I noticed yesterday on the way home from Ogden how, on the country music station I was listening to, the DJs liked to crack jokes about how their wives were always right, the most important words for a healthy marriage were "I'm sorry. I was wrong." etc. etc.--almost a smug sense of not needing to do battle. I think it goes back to the tolerance thing we talked about: it's easier to "tolerate" rather than engage, because then you don't have to risk anything. You're boundaries of selfhood/superiority etc. are secured.
I think there is something certainly patronizing about the modern male behavior towards women and that it springs from what you say: there is no real threat. But I'm not sure about the tribe example. Maybe you are right but it seems there is a danger that we might romanticize the tribal experience.

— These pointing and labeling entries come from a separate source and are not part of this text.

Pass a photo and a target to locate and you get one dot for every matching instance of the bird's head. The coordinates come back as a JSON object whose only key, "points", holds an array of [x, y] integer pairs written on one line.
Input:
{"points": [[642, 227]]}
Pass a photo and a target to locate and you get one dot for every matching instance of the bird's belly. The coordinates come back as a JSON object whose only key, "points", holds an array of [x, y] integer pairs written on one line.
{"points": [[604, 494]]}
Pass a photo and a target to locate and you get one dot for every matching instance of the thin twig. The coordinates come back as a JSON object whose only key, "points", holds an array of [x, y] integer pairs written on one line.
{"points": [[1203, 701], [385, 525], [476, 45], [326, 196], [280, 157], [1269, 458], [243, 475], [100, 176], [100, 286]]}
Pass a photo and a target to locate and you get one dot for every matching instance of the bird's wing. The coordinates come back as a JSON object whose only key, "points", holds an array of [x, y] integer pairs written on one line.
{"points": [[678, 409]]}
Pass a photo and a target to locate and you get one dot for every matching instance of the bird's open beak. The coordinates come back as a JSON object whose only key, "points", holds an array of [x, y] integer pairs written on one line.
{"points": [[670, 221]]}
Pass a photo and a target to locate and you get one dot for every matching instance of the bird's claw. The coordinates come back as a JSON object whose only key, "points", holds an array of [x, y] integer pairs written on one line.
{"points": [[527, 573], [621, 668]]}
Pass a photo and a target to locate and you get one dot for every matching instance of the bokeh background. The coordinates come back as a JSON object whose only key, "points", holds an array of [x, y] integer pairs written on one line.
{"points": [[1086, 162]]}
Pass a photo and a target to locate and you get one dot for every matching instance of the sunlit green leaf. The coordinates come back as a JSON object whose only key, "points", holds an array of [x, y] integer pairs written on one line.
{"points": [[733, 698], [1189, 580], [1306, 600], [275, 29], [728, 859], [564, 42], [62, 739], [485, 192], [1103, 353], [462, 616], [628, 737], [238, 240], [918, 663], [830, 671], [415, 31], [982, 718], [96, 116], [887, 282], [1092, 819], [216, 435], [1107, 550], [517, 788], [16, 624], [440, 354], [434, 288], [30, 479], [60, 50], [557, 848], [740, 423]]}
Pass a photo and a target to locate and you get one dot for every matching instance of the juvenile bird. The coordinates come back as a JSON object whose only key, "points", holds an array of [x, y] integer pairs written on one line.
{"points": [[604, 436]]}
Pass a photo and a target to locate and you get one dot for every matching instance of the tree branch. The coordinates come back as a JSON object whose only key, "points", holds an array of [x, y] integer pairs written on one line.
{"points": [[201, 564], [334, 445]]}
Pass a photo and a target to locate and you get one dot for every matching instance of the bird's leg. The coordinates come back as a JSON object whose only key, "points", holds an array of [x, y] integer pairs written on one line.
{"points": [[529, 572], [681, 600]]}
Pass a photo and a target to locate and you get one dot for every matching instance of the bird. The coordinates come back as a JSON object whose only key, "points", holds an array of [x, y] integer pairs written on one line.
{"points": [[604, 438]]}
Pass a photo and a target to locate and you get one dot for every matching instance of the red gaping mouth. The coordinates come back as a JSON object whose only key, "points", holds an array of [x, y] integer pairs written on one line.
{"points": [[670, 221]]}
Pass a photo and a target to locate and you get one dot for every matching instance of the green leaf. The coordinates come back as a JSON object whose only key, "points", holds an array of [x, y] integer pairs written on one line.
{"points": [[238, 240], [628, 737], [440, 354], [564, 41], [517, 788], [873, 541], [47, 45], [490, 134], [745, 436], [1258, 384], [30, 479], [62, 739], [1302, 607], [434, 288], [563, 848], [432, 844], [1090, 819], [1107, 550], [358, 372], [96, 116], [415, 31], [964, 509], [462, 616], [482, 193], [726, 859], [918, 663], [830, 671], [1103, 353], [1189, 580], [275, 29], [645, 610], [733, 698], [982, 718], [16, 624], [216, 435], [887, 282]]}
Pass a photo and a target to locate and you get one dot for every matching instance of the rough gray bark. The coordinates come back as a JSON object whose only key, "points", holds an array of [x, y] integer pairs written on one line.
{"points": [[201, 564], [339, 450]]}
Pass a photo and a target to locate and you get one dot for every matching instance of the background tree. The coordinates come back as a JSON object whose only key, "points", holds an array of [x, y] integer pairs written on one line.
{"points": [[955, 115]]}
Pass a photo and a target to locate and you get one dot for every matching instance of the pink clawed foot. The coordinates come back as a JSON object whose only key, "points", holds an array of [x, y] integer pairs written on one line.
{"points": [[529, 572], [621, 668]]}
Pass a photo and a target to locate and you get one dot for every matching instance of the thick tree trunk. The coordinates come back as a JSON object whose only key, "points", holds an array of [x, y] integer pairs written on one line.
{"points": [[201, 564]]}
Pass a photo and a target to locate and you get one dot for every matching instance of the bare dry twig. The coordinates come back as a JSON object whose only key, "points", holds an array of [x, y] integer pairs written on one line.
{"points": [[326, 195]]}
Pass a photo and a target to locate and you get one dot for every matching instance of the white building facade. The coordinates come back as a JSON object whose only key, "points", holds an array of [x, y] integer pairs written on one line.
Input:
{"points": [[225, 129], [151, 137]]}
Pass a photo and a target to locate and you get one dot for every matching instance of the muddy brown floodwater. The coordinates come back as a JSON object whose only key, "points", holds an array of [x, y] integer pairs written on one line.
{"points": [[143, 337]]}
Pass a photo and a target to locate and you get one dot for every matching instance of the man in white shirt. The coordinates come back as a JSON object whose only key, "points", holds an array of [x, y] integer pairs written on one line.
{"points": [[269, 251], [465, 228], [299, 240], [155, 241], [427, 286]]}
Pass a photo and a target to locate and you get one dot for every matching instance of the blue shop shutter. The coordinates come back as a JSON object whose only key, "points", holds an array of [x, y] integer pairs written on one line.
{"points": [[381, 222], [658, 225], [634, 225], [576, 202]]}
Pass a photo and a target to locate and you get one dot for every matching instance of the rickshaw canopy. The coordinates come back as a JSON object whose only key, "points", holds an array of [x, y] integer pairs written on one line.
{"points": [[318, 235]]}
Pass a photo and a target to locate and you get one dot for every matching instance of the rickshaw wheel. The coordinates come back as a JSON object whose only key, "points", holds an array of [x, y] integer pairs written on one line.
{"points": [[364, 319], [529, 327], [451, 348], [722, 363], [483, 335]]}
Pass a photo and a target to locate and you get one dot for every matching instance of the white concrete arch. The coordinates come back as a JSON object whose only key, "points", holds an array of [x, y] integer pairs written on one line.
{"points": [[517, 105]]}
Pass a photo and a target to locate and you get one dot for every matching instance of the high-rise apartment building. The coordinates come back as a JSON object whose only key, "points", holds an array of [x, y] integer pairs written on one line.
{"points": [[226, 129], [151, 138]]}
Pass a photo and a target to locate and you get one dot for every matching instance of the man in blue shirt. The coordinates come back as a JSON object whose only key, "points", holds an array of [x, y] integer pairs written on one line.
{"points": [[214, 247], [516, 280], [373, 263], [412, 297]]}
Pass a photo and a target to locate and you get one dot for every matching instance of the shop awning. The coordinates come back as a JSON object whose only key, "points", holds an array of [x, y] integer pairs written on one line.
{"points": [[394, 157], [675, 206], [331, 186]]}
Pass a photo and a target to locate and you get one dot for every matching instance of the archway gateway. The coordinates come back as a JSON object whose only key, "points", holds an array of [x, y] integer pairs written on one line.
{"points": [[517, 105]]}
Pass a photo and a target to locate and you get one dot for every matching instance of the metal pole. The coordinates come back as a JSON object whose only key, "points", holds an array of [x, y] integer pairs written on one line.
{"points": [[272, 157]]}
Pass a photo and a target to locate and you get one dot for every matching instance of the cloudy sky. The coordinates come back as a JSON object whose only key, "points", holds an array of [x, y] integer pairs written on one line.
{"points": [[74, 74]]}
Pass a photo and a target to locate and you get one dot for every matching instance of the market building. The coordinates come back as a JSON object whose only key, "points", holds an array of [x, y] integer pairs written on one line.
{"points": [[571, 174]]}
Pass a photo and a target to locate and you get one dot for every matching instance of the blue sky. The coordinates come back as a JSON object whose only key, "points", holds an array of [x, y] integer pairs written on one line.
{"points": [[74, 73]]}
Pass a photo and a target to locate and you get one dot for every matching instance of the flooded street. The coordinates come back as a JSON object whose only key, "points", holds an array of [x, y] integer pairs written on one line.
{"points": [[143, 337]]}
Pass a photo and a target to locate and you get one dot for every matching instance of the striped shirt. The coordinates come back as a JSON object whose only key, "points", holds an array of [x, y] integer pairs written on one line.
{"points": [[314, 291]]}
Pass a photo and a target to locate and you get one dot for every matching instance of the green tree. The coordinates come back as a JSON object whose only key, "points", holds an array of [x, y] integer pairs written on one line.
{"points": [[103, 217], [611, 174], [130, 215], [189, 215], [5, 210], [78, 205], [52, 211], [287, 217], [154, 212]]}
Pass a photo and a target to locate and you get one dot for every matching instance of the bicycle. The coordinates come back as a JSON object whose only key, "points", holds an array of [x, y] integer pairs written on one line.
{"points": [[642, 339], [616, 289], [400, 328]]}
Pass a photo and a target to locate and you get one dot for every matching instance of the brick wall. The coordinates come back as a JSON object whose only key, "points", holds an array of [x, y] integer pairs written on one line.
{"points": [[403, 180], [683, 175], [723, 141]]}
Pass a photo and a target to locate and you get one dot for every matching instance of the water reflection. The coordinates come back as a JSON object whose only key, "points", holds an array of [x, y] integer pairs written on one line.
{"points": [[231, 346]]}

I pretty confident that violence towards women was also part of the tribal experience.
CI wrote:
But I'm not sure about the tribe example. Maybe you are right....
Right about what? Other than saying that the male leader's offense might indicate that he has some serious doubts about his value to the community, I didn't really say anything about the tribe. Did I?
You wrote:
it seems there is a danger that we might romanticize the tribal experience.
At present, I don't think there's any danger at all of 'romanticizing' the tribal experience. We've been going pretty far in the opposite direction for quite a few centuries now. If you ask me the danger is in romanticizing the Colonial and WWII periods in America, the classical periods of Greece and Rome, the Imperial past of Japan, the Victorian Age in England, the Renaissance in Italy.... On the other hand, it's become downright cliche to say that we have to beware of 'romanticizing' the tribal experience. It's kind of like saying there's a real danger in trusting too much in used car salesmen and asbestos products.
You wrote:
I'm pretty confident that violence towards women was also part of the tribal experience.
Of course. And so is/was violence directed by females towards men. Sexism, though, based on the anthropological evidence I've seen, is a much bigger problem in the civilized world than in primitive tribes (and I'd even go further to say that it's a bigger problem in highly civilized cultures like America than in less 'developed' countries like Mexico or India).